Maintaining Table of Contents

When merging PDFs, maintaining the table of contents (TOC) is crucial for navigation. First, extract the TOC from the source document using toc = doc.get_toc(). Adjust the page numbers in the TOC to reflect the new page numbers in the merged document. Finally, append the adjusted TOC to the output document. This ensures that the merged PDF retains its original table of contents, providing a seamless user experience.

Advanced Techniques and Considerations

When working with PDFs, you may encounter advanced scenarios that require specific techniques. These include handling encrypted PDFs, excluding specific pages, and addressing deprecation warnings. Being aware of these considerations ensures a smooth and efficient PDF merging process.

Handling Encrypted PDFs

Encrypted PDFs require special handling to ensure they can be merged correctly. If a PDF is password-protected, you may need to provide the correct password to decrypt it before merging. Libraries like pikepdf offer methods for decrypting PDFs programmatically. Ensure you have the necessary permissions to decrypt and merge encrypted PDFs to avoid legal issues.

Excluding Specific Pages

Sometimes, you may need to exclude specific pages from the merging process. This can be achieved by slicing the pages using Python. For example, to exclude the last page of a PDF, use writer.addpages(PdfReader(inpfn).pages[:-1]). This allows you to selectively merge only the desired pages from a PDF file.

Addressing Deprecation Warnings

Older versions of pypdf used PdfFileMerger, which is now deprecated in favor of PdfWriter. If you encounter deprecation warnings, update your code to use PdfWriter instead. This ensures that your code is compatible with the latest versions of the library and takes advantage of its improved features and performance.

Performance Considerations

When merging large PDF files, performance becomes a critical factor. Different Python libraries offer varying levels of performance. pdfrw is generally considered the fastest for basic merging tasks. PyMuPDF often outperforms pypdf in terms of speed, making it a better choice for performance-sensitive applications. Consider these factors when selecting a library for your PDF merging needs.

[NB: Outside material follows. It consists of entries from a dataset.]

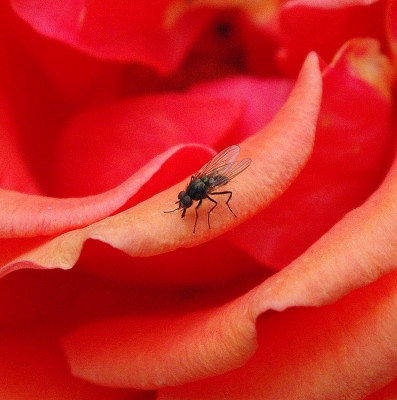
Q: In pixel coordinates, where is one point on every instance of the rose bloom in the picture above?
(107, 109)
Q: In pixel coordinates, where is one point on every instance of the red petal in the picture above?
(325, 27)
(125, 30)
(350, 155)
(140, 351)
(102, 147)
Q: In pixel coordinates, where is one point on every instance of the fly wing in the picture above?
(220, 163)
(233, 170)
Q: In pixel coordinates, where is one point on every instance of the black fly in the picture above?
(216, 173)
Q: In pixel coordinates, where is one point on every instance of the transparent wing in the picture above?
(220, 163)
(233, 170)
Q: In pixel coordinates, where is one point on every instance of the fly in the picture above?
(213, 175)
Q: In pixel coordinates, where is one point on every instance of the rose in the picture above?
(205, 299)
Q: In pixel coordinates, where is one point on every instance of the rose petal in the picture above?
(347, 349)
(143, 229)
(34, 368)
(163, 344)
(99, 151)
(127, 31)
(324, 26)
(350, 156)
(23, 215)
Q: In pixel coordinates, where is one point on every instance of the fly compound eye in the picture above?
(204, 183)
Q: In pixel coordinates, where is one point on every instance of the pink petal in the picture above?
(344, 350)
(34, 368)
(118, 31)
(350, 156)
(141, 352)
(325, 27)
(104, 146)
(23, 215)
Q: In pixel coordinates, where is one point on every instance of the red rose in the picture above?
(107, 110)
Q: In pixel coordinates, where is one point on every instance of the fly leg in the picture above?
(209, 212)
(227, 201)
(195, 222)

BreezePDF: A Simpler Solution

While Python offers powerful capabilities for merging PDFs, it may not be the most accessible solution for everyone. For users seeking a simpler, more intuitive approach, BreezePDF provides an excellent alternative. This online tool allows you to merge PDFs quickly and easily without writing any code, similar to creating fillable PDFs as described on our blog here.

BreezePDF simplifies the PDF merging process with its user-friendly interface and drag-and-drop functionality. Simply upload your PDF files, reorder them as needed, and click the merge button. The tool handles the rest, providing you with a single, merged PDF file in seconds. This eliminates the need for complex coding and ensures a seamless user experience, focusing on privacy by keeping all processing local to your browser.

Moreover, BreezePDF offers additional features such as reordering pages and deleting unwanted pages before merging, giving you even greater control over the final document. This makes it a versatile tool for various PDF merging tasks, whether you're combining reports, assembling documents, or creating a single PDF from multiple sources. Why not try it out?

Conclusion

In conclusion, merging PDFs with Python offers a flexible and powerful solution for those comfortable with coding. Libraries like pypdf and PyMuPDF provide extensive features for concatenating, manipulating, and customizing PDF files. However, for users seeking a simpler, more user-friendly approach, BreezePDF offers a convenient alternative. Why not give creating a fillable PDF for free on Breeze PDF a try?

Whether you choose to merge PDFs with Python or use BreezePDF, the ability to combine multiple documents into a single file streamlines document management and enhances productivity. Evaluate your needs, technical skills, and privacy considerations to determine the best approach for your specific use case. Both methods provide valuable tools for managing and manipulating PDF files effectively.